Les investisseurs sont-ils fous ? Les Européens sont-ils complètement rétrogrades ? En réalité, comme l'a constaté Mario Draghi dans son rapport de septembre 2024, on valorise désormais autre chose que le flux immédiat. Au-delà du cas d'OpenAI, on pourrait citer celui de Nvidia, dont la valeur en bourse est passée, en dix ans, de 10 milliards à 3 500 milliards. Un tel taux de rendement est évidemment incroyable pour n'importe quel épargnant qui investit !
Le fait que l'on valorise désormais autre chose que les flux est absolument crucial. Nous entrons, en cette ère d'hyperinnovation, dans une logique où la valeur économique réside de plus en plus dans la valeur des actifs, valeur qui se comprend « en négatif » pour une entreprise qui, par exemple, fonctionnerait de façon non conforme à nos critères moraux. Ainsi, une entreprise qui faisait fabriquer des baskets par des enfants en pays ouïghour - je ne la nommerai pas - a immédiatement été dévalorisée. Elle a continué de produire ses baskets et n'a pas perdu ses clients, mais il y a bien eu une perte de valeur. C'était bien une perte de valeur d'actifs.
Nous entrons dans une logique inverse, celle d'une création de valeur beaucoup plus forte par les actifs que par les flux. C'est passionnant, parce que c'est ce dont a besoin le monde. Lorsque nous changeons de modèle, nous avons besoin de créer des actifs, comme ceux qui permettent d'améliorer la gestion de l'eau, la qualité de l'air, la biodiversité, qui sont des éléments non monnayables, mais ont pourtant une réelle valeur économique.
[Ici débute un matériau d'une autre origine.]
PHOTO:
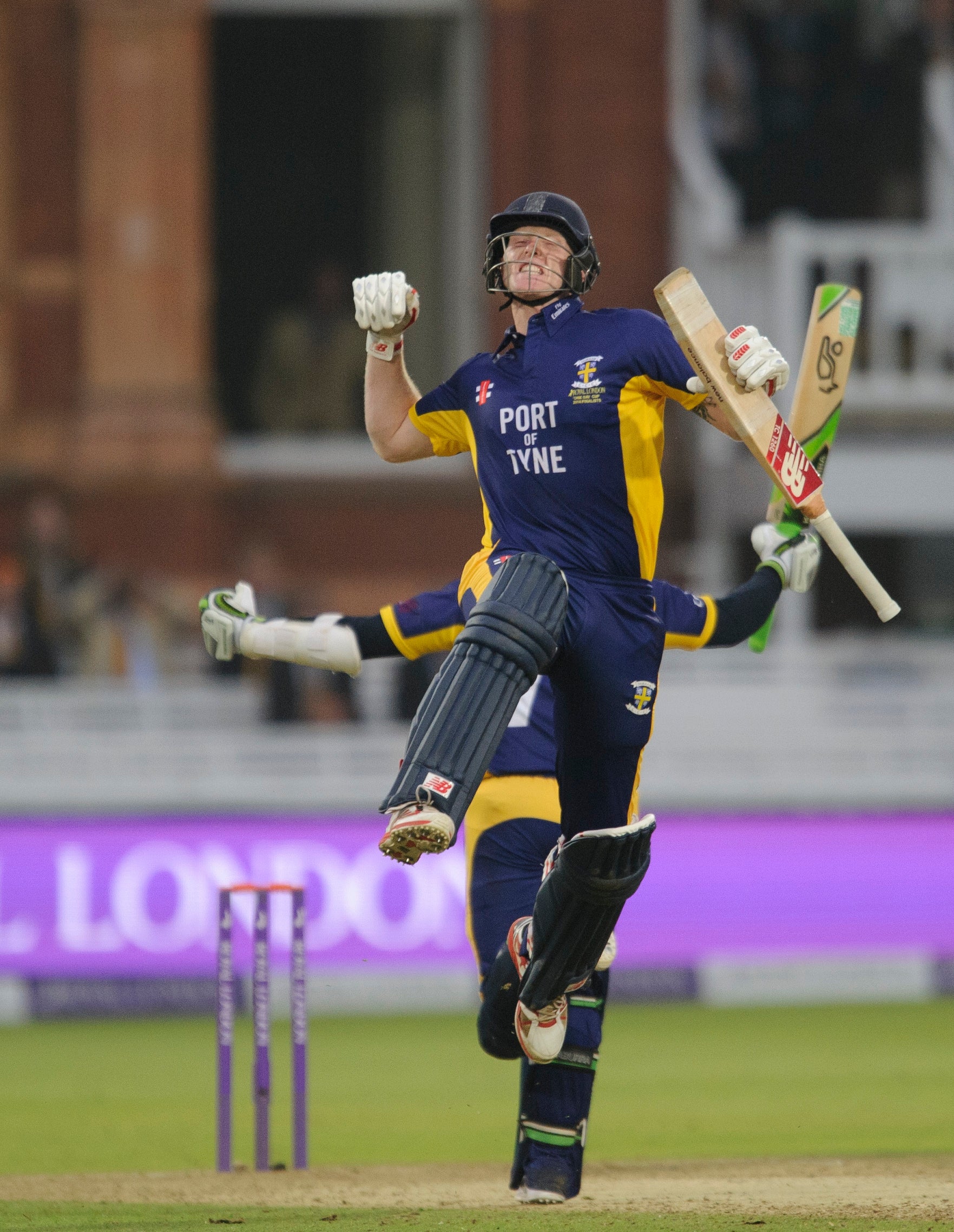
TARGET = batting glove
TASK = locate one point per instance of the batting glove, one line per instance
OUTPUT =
(225, 615)
(794, 554)
(386, 306)
(755, 363)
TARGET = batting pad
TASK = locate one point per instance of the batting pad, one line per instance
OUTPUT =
(509, 639)
(579, 905)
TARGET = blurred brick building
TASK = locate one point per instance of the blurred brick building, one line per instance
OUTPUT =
(106, 274)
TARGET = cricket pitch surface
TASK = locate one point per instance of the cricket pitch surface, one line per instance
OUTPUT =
(914, 1187)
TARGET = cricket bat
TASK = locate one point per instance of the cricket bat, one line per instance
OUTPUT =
(756, 422)
(817, 405)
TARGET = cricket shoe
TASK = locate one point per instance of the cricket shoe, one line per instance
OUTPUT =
(541, 1033)
(520, 943)
(538, 1197)
(608, 956)
(414, 829)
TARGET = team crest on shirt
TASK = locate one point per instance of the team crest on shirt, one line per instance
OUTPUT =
(588, 387)
(483, 392)
(643, 691)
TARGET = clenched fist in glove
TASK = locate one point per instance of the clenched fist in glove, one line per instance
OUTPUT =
(386, 306)
(794, 554)
(755, 362)
(231, 626)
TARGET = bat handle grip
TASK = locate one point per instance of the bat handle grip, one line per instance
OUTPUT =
(854, 566)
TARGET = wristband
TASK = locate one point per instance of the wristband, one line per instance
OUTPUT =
(383, 348)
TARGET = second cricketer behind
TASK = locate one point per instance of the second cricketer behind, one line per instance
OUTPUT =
(512, 823)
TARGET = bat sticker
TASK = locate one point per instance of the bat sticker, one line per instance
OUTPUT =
(797, 476)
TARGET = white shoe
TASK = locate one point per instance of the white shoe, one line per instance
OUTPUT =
(608, 956)
(541, 1033)
(415, 829)
(541, 1197)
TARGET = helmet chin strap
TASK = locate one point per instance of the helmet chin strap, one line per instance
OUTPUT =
(511, 297)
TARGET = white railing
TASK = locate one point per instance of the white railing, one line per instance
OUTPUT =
(905, 359)
(905, 362)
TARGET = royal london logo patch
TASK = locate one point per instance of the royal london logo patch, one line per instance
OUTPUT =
(588, 387)
(643, 694)
(483, 392)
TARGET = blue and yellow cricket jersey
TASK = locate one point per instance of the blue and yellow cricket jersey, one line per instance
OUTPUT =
(432, 620)
(565, 428)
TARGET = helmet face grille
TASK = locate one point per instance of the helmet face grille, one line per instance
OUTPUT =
(544, 210)
(578, 276)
Dans une situation d'hyperinnovation, où de telles créations de valeur ont lieu, il est indispensable que les financements bougent énormément. Nous devons entrer dans une logique d'hypermobilité des financements, qui est exactement l'inverse des références européennes et françaises, parce que nous sommes encore imprégnés d'une logique où il n'y avait pas d'innovation. Notre pays a été la Silicon Valley du monde à la fin du XIXe siècle et au début du XXe siècle : nous avons inventé l'aéronautique, l'automobile, l'électricité, l'énergie nucléaire, et tant d'autres incroyables éléments qui ont fait la puissance économique de la France du XXe siècle. Toutes ces inventions ont été faites à partir de rien, par des gens qui ne se reposaient pas sur des fortunes familiales. En revanche, dans la période extraordinaire qui s'est ouverte à la suite de ces inventions, il y a eu une extraordinaire fluidité de la liquidité, qui a coïncidé avec l'invention des grandes banques, en particulier des banques mutualistes, qui ont accompagné ce progrès.
La notion de valeur économique au sens strict est probablement dépassée. Nous sommes obligés d'intégrer d'autres valeurs que celle des flux, qui reste trop souvent en économie la valeur de référence.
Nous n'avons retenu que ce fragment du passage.